Given that the evil religious leader is named after the infamous Pastor Phelps of the Westbro Baptist Church fame, you should expect no subtlety from The Forgotten. Indeed, it's a film which opens with white supremacist hicks burning a black woman at the stake while ranting obscene racial epithets throughout. It aims for the atmosphere of The Walking Dead or The Road, but the amateur-hour acting fails to sell it, leaving Phelps's opening speech feeling desperate and lazy. Unless you have the charisma of Michael Rooker, it's probably best to keep away from that sort of material. To its credit though, The Forgotten manages its characters well, splitting them into three small groups and having them cross paths, towards the end, for the finale. There's not a decent actor among the lot of them (the pouting soldier and his wooden father-in-law are particularly awful) but the leisurely pace and interesting story keep things just on the right side of tolerable. Just.

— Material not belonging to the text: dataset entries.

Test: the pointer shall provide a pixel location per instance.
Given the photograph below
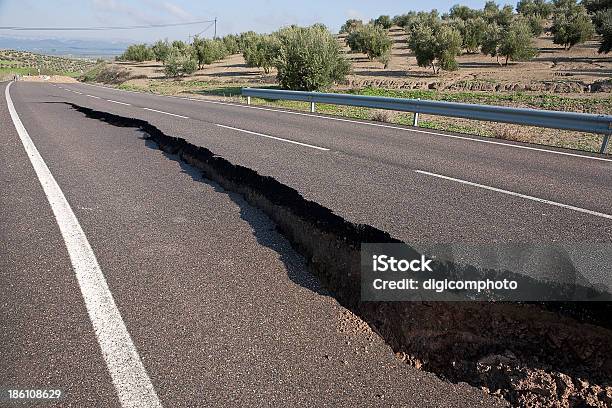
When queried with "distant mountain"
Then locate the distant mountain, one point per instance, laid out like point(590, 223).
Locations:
point(65, 47)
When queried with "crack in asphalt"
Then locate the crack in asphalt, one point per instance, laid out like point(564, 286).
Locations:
point(451, 339)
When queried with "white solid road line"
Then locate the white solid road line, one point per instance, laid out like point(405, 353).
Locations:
point(427, 132)
point(120, 103)
point(129, 376)
point(273, 137)
point(512, 193)
point(166, 113)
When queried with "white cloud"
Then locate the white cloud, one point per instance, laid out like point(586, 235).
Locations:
point(109, 10)
point(176, 11)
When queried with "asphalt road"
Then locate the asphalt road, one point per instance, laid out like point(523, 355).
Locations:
point(431, 189)
point(219, 308)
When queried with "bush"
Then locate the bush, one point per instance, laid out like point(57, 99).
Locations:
point(261, 51)
point(571, 24)
point(161, 50)
point(137, 53)
point(436, 47)
point(309, 59)
point(373, 41)
point(350, 25)
point(383, 21)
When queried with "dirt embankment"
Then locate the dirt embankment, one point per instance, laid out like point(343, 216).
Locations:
point(555, 70)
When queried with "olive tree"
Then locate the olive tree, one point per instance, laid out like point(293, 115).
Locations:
point(540, 8)
point(309, 59)
point(208, 51)
point(161, 50)
point(383, 21)
point(350, 25)
point(571, 24)
point(512, 43)
point(603, 22)
point(261, 51)
point(372, 40)
point(435, 47)
point(137, 53)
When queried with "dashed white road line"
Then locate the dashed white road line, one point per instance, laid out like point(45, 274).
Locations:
point(120, 103)
point(129, 376)
point(166, 113)
point(427, 132)
point(512, 193)
point(273, 137)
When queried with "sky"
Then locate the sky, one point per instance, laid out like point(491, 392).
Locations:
point(233, 16)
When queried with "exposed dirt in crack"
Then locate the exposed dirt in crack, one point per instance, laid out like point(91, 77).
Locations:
point(549, 354)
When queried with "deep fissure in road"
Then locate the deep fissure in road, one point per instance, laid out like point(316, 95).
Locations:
point(530, 354)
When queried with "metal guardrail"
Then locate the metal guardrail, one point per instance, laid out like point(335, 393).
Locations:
point(583, 122)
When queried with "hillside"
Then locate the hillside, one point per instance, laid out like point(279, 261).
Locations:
point(28, 63)
point(578, 80)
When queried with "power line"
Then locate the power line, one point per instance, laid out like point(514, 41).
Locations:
point(104, 28)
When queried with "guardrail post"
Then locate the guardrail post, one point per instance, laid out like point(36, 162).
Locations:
point(604, 144)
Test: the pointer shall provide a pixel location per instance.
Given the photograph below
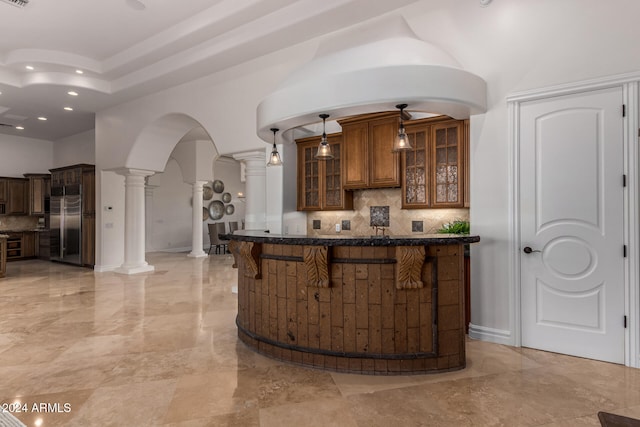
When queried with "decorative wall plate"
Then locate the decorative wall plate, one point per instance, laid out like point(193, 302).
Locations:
point(207, 192)
point(218, 186)
point(216, 209)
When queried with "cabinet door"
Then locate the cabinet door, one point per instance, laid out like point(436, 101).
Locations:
point(415, 170)
point(36, 197)
point(28, 244)
point(88, 240)
point(384, 169)
point(3, 190)
point(308, 177)
point(333, 195)
point(17, 203)
point(355, 155)
point(88, 192)
point(447, 165)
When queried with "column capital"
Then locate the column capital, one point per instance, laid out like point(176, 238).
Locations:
point(133, 172)
point(251, 155)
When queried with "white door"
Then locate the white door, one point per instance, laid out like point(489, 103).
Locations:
point(571, 211)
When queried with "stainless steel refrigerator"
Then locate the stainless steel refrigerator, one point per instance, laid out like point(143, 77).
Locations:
point(66, 224)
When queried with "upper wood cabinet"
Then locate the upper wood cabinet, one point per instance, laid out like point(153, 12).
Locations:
point(434, 172)
point(368, 156)
point(38, 189)
point(320, 181)
point(14, 196)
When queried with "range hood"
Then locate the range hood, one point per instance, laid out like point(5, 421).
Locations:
point(368, 69)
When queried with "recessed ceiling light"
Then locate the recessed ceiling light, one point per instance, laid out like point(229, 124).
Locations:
point(136, 4)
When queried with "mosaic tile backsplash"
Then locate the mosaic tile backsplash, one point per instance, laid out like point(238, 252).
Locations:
point(18, 223)
point(401, 221)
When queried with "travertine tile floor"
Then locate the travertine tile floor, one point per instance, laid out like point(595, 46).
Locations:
point(161, 349)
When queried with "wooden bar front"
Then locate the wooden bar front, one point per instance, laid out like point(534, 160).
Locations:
point(362, 309)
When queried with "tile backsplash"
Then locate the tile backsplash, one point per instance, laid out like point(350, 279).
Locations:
point(401, 221)
point(18, 223)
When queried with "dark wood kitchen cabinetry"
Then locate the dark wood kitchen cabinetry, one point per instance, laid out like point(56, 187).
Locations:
point(21, 245)
point(320, 181)
point(39, 188)
point(368, 151)
point(84, 175)
point(434, 171)
point(14, 196)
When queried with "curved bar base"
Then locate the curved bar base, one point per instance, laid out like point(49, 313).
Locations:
point(383, 310)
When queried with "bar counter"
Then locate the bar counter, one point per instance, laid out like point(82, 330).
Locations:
point(370, 305)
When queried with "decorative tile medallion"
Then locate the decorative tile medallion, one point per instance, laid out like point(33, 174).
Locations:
point(379, 216)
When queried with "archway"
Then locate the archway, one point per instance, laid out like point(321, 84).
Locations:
point(148, 155)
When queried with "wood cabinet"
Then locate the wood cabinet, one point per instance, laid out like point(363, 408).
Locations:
point(21, 245)
point(434, 171)
point(88, 240)
point(3, 256)
point(14, 196)
point(84, 175)
point(320, 181)
point(38, 189)
point(28, 244)
point(3, 191)
point(368, 151)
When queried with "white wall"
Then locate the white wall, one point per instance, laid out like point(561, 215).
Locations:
point(19, 155)
point(227, 170)
point(79, 148)
point(171, 212)
point(513, 45)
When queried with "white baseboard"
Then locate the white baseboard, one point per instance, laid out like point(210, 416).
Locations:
point(104, 268)
point(483, 333)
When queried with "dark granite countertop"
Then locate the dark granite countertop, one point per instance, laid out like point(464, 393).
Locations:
point(24, 230)
point(342, 240)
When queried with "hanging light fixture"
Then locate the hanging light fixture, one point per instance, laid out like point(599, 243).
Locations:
point(401, 142)
point(324, 149)
point(274, 158)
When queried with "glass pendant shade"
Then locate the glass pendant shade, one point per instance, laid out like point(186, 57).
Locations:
point(401, 143)
point(324, 149)
point(274, 158)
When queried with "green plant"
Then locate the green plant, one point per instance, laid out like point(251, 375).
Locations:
point(459, 226)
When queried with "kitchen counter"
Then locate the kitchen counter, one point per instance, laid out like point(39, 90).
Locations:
point(373, 305)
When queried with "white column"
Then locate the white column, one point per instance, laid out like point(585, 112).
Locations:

A slow, considered and occasionally ambitious low-budget post-apocalyptic thriller, The Forgotten is much better than it could have been. Side-lining its zombies and keeping the rape to a minimum, it's a character-driven road movie that makes the most of the limited resources it has to hand. Let down by terrible acting and an over-reliance on swearing and 'edgy' writing (at one point stooping to really old – and really bad – dead baby jokes), it's an opportunity squandered.
The Forgotten may ultimately live up to its title (I've already forgotten most of it) but at least it won't be remembered for the wrong reasons.